The picture 12 billion years in the making
Caleb Scharf, writing about the end of a journey that began long before our planet was even a thing, in his book Gravity’s engines:
Finally, as if playing their part in some great cosmic tragedy, they are captured within a cylinder that is only 4 feet across, a mere 0.0000000000000000001 percent of the diameter of the Milky Way Galaxy within which it is embedded. Instead of sailing on to infinity, the photons are caught in the high orbit of planet Earth, inside the great Chandra Observatory, where they are coaxed deep into a series of nested tubes of iridium-coated glass. In the next few nanoseconds these ancient photons of X-ray light finally encounter something in the path of their long journey through the cosmos: a piece of meticulously prepared silicon, itself composed of atoms that were forged inside another star, dead for billions of years. The silicon absorbs their energy and, where each photon lands, releases electrons into the microscopic pixels of a camera.
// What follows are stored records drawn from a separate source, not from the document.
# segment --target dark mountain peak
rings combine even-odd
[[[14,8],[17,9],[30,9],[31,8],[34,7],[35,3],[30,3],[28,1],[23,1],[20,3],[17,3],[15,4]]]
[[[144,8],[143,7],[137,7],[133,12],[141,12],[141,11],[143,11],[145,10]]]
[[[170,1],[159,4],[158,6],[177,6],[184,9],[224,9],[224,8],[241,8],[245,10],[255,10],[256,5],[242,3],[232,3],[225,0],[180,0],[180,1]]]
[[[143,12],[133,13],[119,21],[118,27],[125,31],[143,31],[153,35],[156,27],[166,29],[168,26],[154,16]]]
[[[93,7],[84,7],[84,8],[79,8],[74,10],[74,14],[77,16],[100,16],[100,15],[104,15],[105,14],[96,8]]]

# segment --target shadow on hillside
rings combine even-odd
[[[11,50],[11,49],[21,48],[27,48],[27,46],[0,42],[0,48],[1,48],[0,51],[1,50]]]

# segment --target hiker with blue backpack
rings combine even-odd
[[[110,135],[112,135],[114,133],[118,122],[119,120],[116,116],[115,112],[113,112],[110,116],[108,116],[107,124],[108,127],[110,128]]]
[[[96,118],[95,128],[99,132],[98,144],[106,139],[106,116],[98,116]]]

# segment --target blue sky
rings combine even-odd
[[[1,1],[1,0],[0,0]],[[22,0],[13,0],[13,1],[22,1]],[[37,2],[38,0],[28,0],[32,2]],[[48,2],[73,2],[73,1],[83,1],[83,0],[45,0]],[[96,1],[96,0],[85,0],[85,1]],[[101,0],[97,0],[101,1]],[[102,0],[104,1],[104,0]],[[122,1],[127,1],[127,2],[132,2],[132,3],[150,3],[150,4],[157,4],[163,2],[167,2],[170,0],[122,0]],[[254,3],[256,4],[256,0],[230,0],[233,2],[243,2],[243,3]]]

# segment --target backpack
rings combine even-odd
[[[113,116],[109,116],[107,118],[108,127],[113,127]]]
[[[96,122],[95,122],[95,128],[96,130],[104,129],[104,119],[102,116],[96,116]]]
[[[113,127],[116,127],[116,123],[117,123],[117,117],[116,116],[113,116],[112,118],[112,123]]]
Within a few more seconds a voltage automatically switches on, sweeping these electrons off to the side toward a line of electrodes – like a croupier gathering up the chips on a roulette table. Here, after a journey of 12 billion years, the photons are registered as electrical charges and converted into something new. They have become information.
That information is now a picture in a book you can hold. That picture shows “signs of a young and extraordinarily massive black hole”, flanked by “dragonfly wings of light” that are “hundreds of thousands of light-years across” and so bright that they represent “an energy output a trillion times greater than that of our sun”.
Just in case you weren’t feeling particularly small today.